How all the above and other, currently unidentified enzymes may contribute
mechanistically to the observed differences in serum peptide patterns among the 3
different cancers remains unexplained and may require a great deal of future study
to understand. Nonetheless, the differences are statistically significant. It is
also important to note some of the overlaps between the groups. Despite the sex
difference, the breast and bladder cancer signatures overlapped by 8 peptide ions
that deviated in median intensities from the corresponding control ions in a similar
manner; only 1 peptide ion (1865) showed diametrically up- or downregulated
intensities. Breast and bladder (85% males in the study cohort; see Supplemental
Table 1) cancer shared 7 peptide ions with similarly up- or downregulated
intensities; 7 others were either higher in breast cancer but lower in bladder
cancer or vice versa, relative to the control. Finally, 23 out of the 26 prostate
cancer marker peptides were also part of the larger bladder cancer signature.
However, 19 of these 23 had markedly better
P values for bladder
cancer, and 4 were better for prostate cancer, relative to the controls. We think it
unlikely that the overlaps or differences are sex related, as a preliminary
comparison of serum peptide profiles from healthy men and women indicated only
statistically insignificant differences (J. Villanueva and P. Tempst, unpublished
observations). Furthermore, most peptide ion markers for each cancer type were
equally well separated from both male and female subsets of the control group
(Supplemental Figure 1). A more likely explanation for the bladder/prostate cancer
overlap is that the prostate gland and bladder (partially) are derived
embryologically from endodermal tissues in the urogenital sinus and likely share
biological features not seen in tissues from outside the genitourinary tract. For
instance, tissue recombination studies have shown that urogenital mesenchyme can
actually induce differentiation of bladder epithelium toward a prostatic
epithelial–differentiated phenotype, but this property is restricted to
endodermal epithelia (as in the bladder) with similar embryonic origin to the
prostate (
78). Overall, the prostate cancer
signature was sufficiently robust to predict the class of members of an independent
validation set with 97.5% sensitivity in multiclass SVM analysis (Table ).
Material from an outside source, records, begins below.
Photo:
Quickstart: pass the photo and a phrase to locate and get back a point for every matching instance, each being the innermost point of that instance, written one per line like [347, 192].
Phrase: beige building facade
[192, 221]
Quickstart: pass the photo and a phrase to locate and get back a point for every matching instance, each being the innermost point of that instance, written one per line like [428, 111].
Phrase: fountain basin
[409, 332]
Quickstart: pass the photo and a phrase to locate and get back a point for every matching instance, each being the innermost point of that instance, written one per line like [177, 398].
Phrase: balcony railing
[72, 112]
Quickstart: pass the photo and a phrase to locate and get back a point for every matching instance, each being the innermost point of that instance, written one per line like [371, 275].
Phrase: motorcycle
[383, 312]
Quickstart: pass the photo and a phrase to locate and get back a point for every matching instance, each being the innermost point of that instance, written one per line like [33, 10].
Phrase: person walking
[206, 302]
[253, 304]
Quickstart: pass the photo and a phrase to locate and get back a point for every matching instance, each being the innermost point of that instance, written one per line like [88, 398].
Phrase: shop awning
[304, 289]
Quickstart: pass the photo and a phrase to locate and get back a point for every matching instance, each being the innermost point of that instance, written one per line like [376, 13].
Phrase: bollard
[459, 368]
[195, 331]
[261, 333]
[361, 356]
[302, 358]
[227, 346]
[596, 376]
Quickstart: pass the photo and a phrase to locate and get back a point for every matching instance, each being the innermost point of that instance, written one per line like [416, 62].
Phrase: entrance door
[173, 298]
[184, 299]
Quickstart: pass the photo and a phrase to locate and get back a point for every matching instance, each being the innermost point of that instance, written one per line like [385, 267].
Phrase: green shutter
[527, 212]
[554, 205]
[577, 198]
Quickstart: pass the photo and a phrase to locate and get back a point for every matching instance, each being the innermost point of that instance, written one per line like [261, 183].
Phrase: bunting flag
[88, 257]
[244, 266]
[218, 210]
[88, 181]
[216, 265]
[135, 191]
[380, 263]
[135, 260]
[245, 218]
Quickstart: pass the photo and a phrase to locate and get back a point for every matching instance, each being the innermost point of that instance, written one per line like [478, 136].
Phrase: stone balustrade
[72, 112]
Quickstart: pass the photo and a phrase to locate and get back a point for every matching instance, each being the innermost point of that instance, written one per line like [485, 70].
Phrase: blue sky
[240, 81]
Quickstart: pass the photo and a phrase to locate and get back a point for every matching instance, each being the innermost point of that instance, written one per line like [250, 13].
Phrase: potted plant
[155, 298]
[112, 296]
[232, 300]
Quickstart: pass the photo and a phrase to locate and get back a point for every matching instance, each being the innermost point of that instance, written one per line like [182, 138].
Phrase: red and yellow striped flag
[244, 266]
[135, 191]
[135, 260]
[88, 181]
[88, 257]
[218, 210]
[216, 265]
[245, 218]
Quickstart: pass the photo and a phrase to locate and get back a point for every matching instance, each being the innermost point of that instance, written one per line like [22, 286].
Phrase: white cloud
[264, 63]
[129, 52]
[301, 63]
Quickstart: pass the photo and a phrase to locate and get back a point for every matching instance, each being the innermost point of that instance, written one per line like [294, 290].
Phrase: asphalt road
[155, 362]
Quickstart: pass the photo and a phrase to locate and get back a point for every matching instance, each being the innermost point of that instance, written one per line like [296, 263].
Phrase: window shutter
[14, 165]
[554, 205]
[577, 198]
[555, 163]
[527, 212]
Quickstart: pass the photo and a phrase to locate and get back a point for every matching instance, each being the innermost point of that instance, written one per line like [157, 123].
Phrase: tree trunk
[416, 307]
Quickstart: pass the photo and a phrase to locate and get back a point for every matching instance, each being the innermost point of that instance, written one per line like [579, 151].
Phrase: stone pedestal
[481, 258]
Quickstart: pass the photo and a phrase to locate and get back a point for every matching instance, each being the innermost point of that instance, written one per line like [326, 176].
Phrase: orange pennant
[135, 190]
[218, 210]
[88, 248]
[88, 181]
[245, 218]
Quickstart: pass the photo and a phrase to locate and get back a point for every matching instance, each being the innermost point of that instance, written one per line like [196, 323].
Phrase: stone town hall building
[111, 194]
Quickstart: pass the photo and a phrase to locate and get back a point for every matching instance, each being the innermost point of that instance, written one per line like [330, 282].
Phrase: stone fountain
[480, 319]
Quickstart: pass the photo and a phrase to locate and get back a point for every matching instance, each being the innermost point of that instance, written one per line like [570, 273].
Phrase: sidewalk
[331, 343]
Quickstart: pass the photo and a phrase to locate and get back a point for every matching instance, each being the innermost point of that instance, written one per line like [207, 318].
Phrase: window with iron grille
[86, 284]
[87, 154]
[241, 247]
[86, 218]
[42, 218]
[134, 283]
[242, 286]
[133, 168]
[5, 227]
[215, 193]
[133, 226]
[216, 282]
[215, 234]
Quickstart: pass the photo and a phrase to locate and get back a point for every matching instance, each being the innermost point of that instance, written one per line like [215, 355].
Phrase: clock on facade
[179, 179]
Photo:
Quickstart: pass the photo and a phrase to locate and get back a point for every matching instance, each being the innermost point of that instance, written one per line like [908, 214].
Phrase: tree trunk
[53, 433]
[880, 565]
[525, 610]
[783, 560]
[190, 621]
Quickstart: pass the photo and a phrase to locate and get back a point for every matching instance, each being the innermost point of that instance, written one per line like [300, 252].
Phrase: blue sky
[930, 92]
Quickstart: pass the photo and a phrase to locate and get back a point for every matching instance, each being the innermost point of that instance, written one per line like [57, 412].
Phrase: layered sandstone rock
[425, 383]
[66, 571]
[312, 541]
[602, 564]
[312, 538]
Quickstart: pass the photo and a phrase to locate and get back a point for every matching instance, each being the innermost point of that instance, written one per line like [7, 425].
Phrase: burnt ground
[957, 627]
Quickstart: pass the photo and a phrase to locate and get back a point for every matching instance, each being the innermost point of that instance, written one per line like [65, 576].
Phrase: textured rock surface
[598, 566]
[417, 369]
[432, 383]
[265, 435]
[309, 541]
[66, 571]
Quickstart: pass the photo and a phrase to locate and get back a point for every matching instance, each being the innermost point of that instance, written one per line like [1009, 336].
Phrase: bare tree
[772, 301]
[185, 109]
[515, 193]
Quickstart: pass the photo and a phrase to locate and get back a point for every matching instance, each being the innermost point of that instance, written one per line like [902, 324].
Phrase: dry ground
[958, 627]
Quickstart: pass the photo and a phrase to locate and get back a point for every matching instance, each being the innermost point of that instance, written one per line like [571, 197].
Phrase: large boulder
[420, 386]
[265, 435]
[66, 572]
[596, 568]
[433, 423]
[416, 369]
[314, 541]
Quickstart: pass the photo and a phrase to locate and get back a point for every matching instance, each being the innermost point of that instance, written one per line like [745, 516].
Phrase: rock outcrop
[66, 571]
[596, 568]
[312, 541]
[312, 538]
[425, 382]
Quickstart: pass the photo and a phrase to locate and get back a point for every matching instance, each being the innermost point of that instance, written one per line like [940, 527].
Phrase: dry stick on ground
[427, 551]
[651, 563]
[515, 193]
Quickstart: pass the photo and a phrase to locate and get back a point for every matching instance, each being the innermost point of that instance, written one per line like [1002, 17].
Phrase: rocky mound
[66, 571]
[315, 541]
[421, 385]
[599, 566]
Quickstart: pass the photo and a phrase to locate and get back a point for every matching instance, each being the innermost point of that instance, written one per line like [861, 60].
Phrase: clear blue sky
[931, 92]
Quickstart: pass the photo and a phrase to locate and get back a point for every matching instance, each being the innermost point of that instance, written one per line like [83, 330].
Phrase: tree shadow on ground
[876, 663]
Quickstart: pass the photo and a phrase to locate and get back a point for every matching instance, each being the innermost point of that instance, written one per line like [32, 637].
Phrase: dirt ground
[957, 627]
In conclusion, it is our view that proteolytic degradative patterns in the serum
peptidome hold important information that may have direct clinical utility as a
surrogate marker for detection and classification of cancer. Our findings also
suggest that future work to optimize serum peptidomics for clinical practice should
be carried out with the recognition that endogenous proteolytic activities
contribute important cancer type–specific information. Use of protease
inhibitors and, as we have previously cautioned (
29), even the slightest deviation from standard protocol for specimen
collection, storage and handling, analytical chemistry, and MS signal processing are
particularly ill advised. We anticipate that as we scale up these efforts using the
same general methodology, we will expand and refine our definition of key
discriminatory peptides for prediction of each cancer type. The patterns may also
have diagnostic value for identifying cancer subtype and stage or may mark a given
clinical outcome of interest or may reliably distinguish clinically insignificant
from significant cancer. Such a blood test could, for example, identify patients
with newly diagnosed prostate cancer who might safely avoid surgery or radiation.
Focused MS quantitation of key peptides derived from either endogenous or custom
synthetic substrate and utilizing isotopically labeled standards should then
facilitate introduction of this technology into clinical practice.